Arcam AV40 AV Processor Review & Comments

My opinion is a Yugo will outperform a Bugatti veyron along a five mile straight.

I'm not interested in scientific tests or numbers but clearly the Yugo is superior in speed, that's my opinion which is valid and invalidates any silly times.

If that is your idea of opinions versus tested data?

This highlights both what is good and bad about measurement though. Objectively, we can prove that the Veyron is likely to get down the five mile straight rather quicker than a Zastava. And, because, you've chosen a very low bar, we can probably objectively demonstrate it does most other things better too.

Going back to my first reply to you, where things get more complex is comparing two rather less polar opposites. Keeping this automotive, take my current car and my previous car. The range of measurement variation between the two is much smaller than the Veyron and Zastava but, across that range of measurements, my current car outperforms the last one. Nevertheless, if I had the choice to drive one of them as hard as I dared up the A46 between Enniskillen and the border (one of the best roads I've ever driven anywhere), it would be the 'inferior' older car every time. Beyond the objectivity of the measurement is the subjectivity of the requirements of the user.
 
Amir does release voltage/sinad, for me I would need 1v-1.6v

Thats probably about what most people need with consumer amps. I'm about 1.6V with my 502MPs. For me I'm better off using the RCAs, the noise floor is better and when I measured at 2V from RCA and XLR the results backed that up. I'm pretty sure 107dB dynamic range exceeds CD.
 
I’m using the Nad, which is glitchy every now and then, I think it was also reviewed poorly on the US site mentioned above, would I return it for my rock solid Yamaha from a few years back...not a chance.
I’m come from an engineering background and believe in scientific results, my ageing ears must disagree. I’m not saying what they say is incorrect/inaccurate, but if something sounds good...well what does it matter what the review says. Use them as a guide before demoing.

Like Arcam, Nad still release firmware and most bugs (not all) are sorted, while I’d prefer a more solid product on release, not sure that is going to happen with many AV products these days. If it really annoys you always purchase year 2!
 
I’m using the Nad, which is glitchy every now and then, I think it was also reviewed poorly on the US site mentioned above, would I return it for my rock solid Yamaha from a few years back...not a chance.
I’m come from an engineering background and believe in scientific results, my ageing ears must disagree. I’m not saying what they say is incorrect/inaccurate, but if something sounds good...well what does it matter what the review says. Use them as a guide before demoing.

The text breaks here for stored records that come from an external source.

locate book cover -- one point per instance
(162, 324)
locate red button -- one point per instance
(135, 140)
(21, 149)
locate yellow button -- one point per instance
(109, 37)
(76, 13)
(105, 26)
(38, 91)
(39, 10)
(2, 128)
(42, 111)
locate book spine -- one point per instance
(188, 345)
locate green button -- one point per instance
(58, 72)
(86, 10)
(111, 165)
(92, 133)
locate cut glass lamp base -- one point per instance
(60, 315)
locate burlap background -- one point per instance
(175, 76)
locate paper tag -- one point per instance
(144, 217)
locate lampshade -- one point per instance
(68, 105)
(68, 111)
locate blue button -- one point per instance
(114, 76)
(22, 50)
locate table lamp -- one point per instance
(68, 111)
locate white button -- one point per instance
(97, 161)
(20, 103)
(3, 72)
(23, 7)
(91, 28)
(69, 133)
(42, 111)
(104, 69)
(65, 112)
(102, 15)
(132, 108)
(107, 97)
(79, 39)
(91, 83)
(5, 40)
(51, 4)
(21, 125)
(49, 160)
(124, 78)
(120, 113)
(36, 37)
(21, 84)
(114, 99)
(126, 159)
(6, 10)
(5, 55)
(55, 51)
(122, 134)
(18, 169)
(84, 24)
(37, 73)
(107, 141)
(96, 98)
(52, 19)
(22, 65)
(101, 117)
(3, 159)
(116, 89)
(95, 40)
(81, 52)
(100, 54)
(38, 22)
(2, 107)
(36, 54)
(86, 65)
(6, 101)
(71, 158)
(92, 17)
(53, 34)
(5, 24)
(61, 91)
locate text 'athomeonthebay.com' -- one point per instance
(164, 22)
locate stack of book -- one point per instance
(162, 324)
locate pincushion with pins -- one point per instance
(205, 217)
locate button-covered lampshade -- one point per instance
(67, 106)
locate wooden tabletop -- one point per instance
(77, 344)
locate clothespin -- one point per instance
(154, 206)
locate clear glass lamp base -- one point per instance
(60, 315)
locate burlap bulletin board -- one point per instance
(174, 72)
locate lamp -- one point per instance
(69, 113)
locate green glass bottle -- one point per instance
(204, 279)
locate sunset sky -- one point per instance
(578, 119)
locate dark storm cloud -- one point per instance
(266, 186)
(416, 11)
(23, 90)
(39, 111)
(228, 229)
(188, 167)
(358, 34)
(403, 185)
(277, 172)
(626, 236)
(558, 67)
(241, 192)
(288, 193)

Like Arcam, Nad still release firmware and most bugs (not all) are sorted, while I’d prefer a more solid product on release, not sure that is going to happen with many AV products these days. If it really annoys you always purchase year 2!
Exactly. I had numerous Arcam AVR's (600, 750, 850). They are all buggy, some get ironed out, some do not (AVR600) but all of them sound absolutely fantastic and stand head and shoulders above anything I've heard from Yamaha, Denon etc. I would rather listen to great quality sound than look at nice numbers. (No matter how nice those numbers are!)
 
Largely irrelevant science/ measurements showing how things that are inaudible compare with each other. Then getting all uppity and damning about it. These inaudible SINAD measurements are worse than other inaudible SINAD measurements. Must be dreadful lets give it some random animal rating. The only thing that is interesting and useful in my opinion is the max power ratings to see if manufacturers figures are remotely accurate as you may actually care about the number of watts you're getting..

I had the even worse measuring NAD 758 for a bit and thoroughly enjoyed it and thought it sounded great. There's so much more to sound than that we can quantify and as other have said, speakers and room. They're your major issues.
 
Largely irrelevant science/ measurements showing how things that are inaudible compare with each other. Then getting all uppity and damning about it. These inaudible SINAD measurements are worse than other inaudible SINAD measurements. Must be dreadful lets give it some random animal rating. The only thing that is interesting and useful in my opinion is the max power ratings to see if manufacturers figures are remotely accurate as you may actually care about the number of watts you're getting..

I had the even worse measuring NAD 758 for a bit and thoroughly enjoyed it and thought it sounded great. There's so much more to sound than that we can quantify and as other have said, speakers and room. They're your major issues.
Not everything that can be counted counts, and not everything that counts can be counted. Albert Einstein.
 
People are making excuses about power amps now saying well you only have a couple of speakers in peak.


Largely irrelevant science/ measurements showing how things that are inaudible compare with each other. Then getting all uppity and damning about it. These inaudible SINAD measurements are worse than other inaudible SINAD measurements. Must be dreadful lets give it some random animal rating. The only thing that is interesting and useful in my opinion is the max power ratings to see if manufacturers figures are remotely accurate as you may actually care about the number of watts you're getting..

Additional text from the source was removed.